JCC has received speaker honoraria from Grifols. The authors (JCC, CEW, BAC) have a patent on the therapeutic use of AT in the acute care environment (17/146,91212).

This work was supported by a Grifols Investigator-Sponsored Research Award to JCC. The sponsor had no role in study design; collection, analysis, and interpretation of data; or writing of the report. JCC is additionally supported by grants from the Department of Defense and Aniara. CEW is supported by grants from the Farrish Fund, Howell Family Fund, and Red Duke Distinguished Professorship.

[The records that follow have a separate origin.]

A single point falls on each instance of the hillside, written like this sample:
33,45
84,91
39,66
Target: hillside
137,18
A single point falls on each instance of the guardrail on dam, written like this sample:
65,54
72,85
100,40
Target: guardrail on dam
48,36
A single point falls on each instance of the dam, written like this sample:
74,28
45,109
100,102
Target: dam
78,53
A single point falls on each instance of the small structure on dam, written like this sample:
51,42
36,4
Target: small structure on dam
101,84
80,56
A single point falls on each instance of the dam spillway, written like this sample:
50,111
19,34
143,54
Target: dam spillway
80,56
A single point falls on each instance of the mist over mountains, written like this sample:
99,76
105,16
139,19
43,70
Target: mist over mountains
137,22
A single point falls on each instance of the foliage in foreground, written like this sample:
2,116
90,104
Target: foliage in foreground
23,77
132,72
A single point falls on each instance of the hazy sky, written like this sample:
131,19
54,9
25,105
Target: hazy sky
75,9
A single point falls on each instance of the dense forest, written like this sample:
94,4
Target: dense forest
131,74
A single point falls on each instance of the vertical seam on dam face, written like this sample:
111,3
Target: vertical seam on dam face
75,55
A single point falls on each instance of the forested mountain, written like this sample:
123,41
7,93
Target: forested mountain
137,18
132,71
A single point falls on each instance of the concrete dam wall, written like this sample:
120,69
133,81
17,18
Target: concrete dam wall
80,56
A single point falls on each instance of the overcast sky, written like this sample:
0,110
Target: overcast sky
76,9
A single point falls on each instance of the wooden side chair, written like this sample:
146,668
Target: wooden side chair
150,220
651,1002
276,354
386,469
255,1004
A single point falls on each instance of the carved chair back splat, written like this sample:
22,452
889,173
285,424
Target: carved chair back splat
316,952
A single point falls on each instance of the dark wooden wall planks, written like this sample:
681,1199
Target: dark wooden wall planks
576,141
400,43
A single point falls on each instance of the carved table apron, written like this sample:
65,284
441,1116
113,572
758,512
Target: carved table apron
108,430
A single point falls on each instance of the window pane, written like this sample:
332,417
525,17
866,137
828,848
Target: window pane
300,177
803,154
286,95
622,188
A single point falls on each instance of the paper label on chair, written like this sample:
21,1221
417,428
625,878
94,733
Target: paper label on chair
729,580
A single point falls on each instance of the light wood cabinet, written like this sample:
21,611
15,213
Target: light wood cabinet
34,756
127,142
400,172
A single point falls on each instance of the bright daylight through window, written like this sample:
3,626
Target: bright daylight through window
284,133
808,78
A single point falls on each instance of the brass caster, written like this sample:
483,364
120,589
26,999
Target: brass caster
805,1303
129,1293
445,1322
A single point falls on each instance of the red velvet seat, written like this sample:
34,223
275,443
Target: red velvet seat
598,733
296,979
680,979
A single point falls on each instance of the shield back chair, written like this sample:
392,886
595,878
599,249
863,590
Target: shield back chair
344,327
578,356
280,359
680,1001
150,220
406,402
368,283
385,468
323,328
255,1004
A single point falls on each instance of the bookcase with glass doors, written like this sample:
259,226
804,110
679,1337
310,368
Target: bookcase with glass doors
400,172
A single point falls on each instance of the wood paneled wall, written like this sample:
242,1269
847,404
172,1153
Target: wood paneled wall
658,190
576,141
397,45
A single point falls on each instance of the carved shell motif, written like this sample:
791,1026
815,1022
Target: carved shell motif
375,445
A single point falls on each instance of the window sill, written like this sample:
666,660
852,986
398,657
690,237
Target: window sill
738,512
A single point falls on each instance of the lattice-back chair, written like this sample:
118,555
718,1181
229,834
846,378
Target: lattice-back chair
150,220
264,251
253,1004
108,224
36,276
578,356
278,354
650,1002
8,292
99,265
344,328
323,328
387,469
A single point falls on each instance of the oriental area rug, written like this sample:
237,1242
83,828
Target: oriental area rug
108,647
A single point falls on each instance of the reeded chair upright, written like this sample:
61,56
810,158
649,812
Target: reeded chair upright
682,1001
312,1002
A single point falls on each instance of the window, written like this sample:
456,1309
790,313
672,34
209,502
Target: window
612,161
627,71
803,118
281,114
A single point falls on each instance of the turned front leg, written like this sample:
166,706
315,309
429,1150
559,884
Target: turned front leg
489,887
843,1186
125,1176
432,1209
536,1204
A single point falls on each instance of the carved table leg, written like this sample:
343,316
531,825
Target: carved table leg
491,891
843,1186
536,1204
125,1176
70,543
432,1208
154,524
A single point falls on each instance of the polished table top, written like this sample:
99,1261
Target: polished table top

All the authors met ICMJE authorship criteria. Amber Chen-Goodspeed designed the research, interpreted data, and wrote the manuscript. Gouthan Dronavalli and Bela Patel designed the research, collected data, and edited the manuscript. Xu Zhang analyzed the data and edited the manuscript. Jeanette M. Podbielski designed the research, collected data, and edited the manuscript. Katalin Modis assisted with data analysis, interpretation, and editing the manuscript. Bryan A. Cotton and Charles E. Wade assisted in study design, data interpretation, and editing the manuscript. Jessica C. Cardenas designed the research and assisted in data analysis and interpretation and wrote the manuscript. All the authors have read and approved this manuscript and agree to be accountable for all aspects of the work.

All data generated or analyzed during this study are included in this article. Further inquiries can be directed to the corresponding author.